Plus qu'une anti-féérie,
CosmoZ serait peut-être bien une brillante anti-utopie. Et les tentatives de mettre en marche des utopies, de tout type (scientistes, sociales, politiques, marchandes) dans le monde réel et tout sauf théorique ont été nombreuses au siècle passé. Le cauchemar du vingtième siècle n'aura-t-il d'ailleurs pas été de vouloir donner un lieu, une concrétisation à ce qui n'est qu'un non-lieu complètement irréel ? Balancé dans une cruelle réalité, dans un «
zoo de la douleur humaine », les personnages de Baum selon Claro (après tout, le XXe aura aussi été un « siècle des adaptations ») n'ont qu'une idée en tête : retrouver le paradis perdu, leur petit coin de bonheur. Mais où est le chemin de dalle jaune, où est cette route dorée ? N'est-elle pas qu'une création littéraire à laquelle le cinéma aura donné une plus grande illusion de réalité ? N'est-elle pas condamnée à ne jamais sortir des pages d'un livre ? La première utopie est une île décrite au XVIe siècle dans un livre par un anglais qui ne faisait même pas semblant de croire à la possibilité de la voir un jour se concrétiser. Dorothy et ses compères sont expulsés du confort de la fiction et ne peuvent résister à la tentation bien humaine, trop humaine de partir à la recherche d'un lieu d'origine idéalisé. Être crachés du livre vers la réalité, telle est leur perte, leur chute dans le naufrage du siècle.

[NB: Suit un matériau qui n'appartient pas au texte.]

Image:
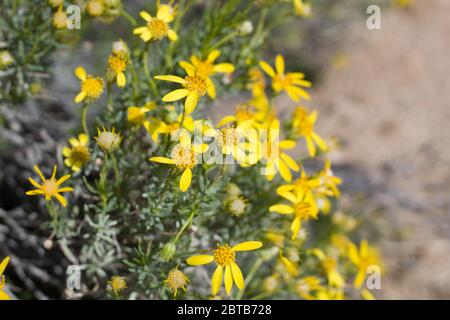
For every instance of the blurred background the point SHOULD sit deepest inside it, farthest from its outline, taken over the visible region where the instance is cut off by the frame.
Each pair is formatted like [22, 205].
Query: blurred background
[382, 94]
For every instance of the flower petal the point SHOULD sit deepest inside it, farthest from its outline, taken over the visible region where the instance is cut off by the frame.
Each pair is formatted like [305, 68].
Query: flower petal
[175, 95]
[282, 209]
[80, 73]
[224, 68]
[200, 260]
[237, 276]
[171, 78]
[279, 64]
[216, 280]
[162, 160]
[185, 180]
[191, 102]
[3, 265]
[267, 68]
[146, 16]
[228, 279]
[247, 246]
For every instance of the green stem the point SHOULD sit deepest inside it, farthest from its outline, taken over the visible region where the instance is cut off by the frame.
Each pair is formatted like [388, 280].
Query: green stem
[147, 71]
[185, 226]
[84, 118]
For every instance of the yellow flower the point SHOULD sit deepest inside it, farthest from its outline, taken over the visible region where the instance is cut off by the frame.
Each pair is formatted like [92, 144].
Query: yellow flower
[91, 87]
[275, 159]
[330, 293]
[55, 3]
[116, 67]
[95, 7]
[206, 69]
[303, 126]
[290, 266]
[302, 9]
[184, 157]
[303, 186]
[239, 140]
[194, 87]
[362, 259]
[78, 155]
[329, 182]
[237, 205]
[49, 187]
[108, 141]
[3, 294]
[303, 209]
[157, 27]
[290, 82]
[6, 59]
[176, 280]
[60, 19]
[225, 258]
[117, 284]
[305, 287]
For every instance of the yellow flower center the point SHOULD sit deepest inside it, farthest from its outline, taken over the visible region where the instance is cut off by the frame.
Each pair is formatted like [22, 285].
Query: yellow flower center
[95, 8]
[303, 210]
[281, 81]
[224, 255]
[157, 28]
[228, 137]
[79, 154]
[176, 279]
[197, 84]
[49, 187]
[204, 69]
[184, 156]
[116, 64]
[118, 283]
[108, 140]
[93, 87]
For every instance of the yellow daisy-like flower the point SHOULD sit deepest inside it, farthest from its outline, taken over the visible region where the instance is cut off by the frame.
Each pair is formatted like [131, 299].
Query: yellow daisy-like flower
[291, 82]
[49, 187]
[176, 280]
[362, 258]
[239, 140]
[206, 69]
[3, 294]
[107, 140]
[303, 209]
[95, 8]
[117, 284]
[157, 27]
[275, 159]
[194, 87]
[78, 155]
[60, 19]
[116, 67]
[55, 3]
[184, 157]
[91, 87]
[225, 258]
[301, 8]
[303, 126]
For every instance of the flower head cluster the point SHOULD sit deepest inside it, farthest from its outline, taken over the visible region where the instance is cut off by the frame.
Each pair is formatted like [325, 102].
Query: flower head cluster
[49, 188]
[225, 258]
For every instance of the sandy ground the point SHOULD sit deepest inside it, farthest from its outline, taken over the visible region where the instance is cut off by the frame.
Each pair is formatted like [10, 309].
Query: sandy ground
[389, 106]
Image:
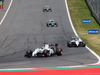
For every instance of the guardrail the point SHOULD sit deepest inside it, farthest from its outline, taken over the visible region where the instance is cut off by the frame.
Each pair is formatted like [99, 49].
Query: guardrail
[95, 12]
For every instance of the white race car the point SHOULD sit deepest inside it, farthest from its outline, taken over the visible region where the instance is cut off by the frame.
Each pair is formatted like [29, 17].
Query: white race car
[76, 42]
[46, 50]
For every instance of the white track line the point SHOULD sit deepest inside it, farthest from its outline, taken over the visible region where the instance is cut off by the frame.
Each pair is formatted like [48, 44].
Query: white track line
[78, 35]
[6, 12]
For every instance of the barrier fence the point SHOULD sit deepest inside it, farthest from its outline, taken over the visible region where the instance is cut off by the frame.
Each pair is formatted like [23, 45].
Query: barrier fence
[94, 6]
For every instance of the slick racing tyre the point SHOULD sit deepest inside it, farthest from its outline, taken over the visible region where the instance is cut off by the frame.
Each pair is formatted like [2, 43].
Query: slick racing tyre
[46, 53]
[59, 52]
[28, 54]
[68, 44]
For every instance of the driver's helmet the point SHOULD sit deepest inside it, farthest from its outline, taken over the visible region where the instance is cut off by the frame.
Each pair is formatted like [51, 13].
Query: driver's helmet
[73, 38]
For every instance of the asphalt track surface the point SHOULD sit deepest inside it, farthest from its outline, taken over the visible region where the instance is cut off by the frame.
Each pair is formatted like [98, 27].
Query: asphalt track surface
[25, 28]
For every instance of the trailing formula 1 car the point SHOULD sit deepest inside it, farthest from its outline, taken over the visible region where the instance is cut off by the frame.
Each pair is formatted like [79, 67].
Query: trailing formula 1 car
[52, 23]
[46, 51]
[76, 42]
[47, 9]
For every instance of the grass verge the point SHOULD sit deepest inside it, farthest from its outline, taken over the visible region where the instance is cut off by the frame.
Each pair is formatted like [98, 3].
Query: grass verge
[79, 11]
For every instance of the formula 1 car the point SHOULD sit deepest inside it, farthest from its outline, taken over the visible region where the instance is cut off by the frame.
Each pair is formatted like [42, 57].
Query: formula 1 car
[47, 9]
[52, 23]
[76, 42]
[46, 51]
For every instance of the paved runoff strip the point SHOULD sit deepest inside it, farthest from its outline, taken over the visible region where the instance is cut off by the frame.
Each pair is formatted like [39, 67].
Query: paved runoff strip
[6, 12]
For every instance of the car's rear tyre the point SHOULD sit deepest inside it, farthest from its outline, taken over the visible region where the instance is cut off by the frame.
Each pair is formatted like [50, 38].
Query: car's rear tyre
[59, 52]
[68, 44]
[46, 53]
[56, 44]
[82, 44]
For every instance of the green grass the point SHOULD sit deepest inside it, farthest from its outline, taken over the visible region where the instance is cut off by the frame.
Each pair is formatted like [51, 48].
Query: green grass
[79, 11]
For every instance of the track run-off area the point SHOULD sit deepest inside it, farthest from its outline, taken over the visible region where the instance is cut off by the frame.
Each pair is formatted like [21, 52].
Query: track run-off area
[24, 27]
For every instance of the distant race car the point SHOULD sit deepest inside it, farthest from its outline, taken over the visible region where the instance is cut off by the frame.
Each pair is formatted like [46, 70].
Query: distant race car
[47, 9]
[52, 23]
[46, 51]
[76, 42]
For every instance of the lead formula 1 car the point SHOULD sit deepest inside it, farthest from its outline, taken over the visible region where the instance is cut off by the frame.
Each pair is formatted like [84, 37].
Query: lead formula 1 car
[76, 42]
[46, 51]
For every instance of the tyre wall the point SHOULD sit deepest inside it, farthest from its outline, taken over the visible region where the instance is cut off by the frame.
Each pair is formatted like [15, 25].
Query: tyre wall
[94, 6]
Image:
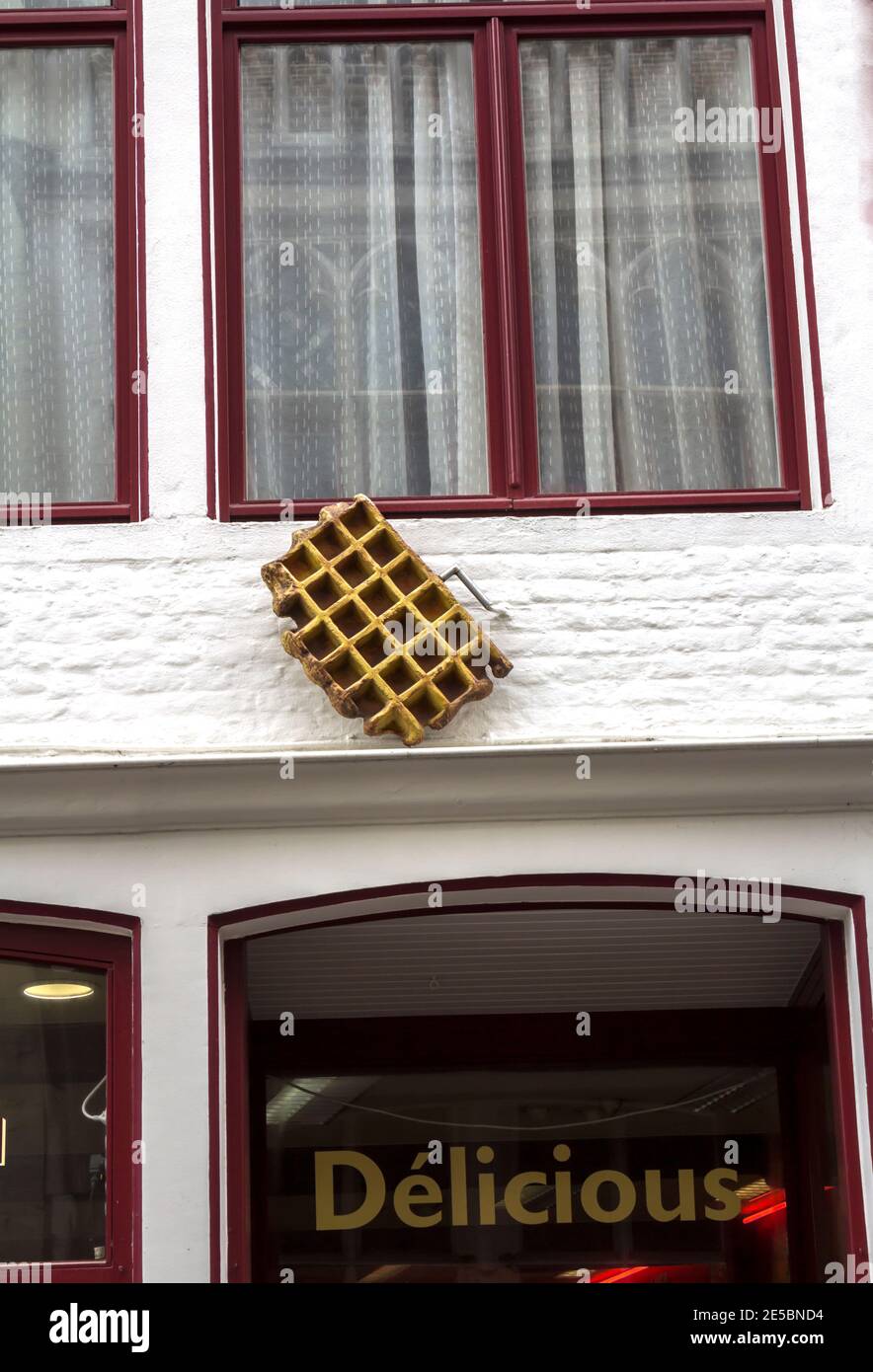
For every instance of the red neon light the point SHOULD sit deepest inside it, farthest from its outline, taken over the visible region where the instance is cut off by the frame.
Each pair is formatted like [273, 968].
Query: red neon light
[759, 1214]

Où est l'espoir face à tant de désespoir (et de rage) ? Nous n'allons pas prétendre que l'écriture peut nous sauver, mais nous n'allons pas oublier que ce que nous avons devant nous sont 484 pages de fiction et nous pouvons donc nous permettre de dire que ce monde-là, ce monde de papier est sauvé du désespoir le plus sombre par une plume, par une voix, par une écriture qui, bien au-delà des cris de rage ou de tristesse, nous offre des images, de métaphores, des phrases et des pages d'une très grande beauté. Je n'ai jamais fait de mystère de mon appréciation du travail de Claro et je dois dire que, stylistiquement aussi,
CosmoZ est sa plus belle pièce. On se disait déjà qu'on allait dans cette direction sur les premières pages, mais mon épiphanie personnelle a un chiffre (un de plus dans
ce siècle de etc…), celui de la page 124, la présentation d'Oscar Crow :
« Je veux un cerveau », répète-il comme s'il était un puits dans lequel chute sans cesse le même caillou, produisant toujours les mêmes échos et les mêmes ondes dans l'eau, là, tout au fond.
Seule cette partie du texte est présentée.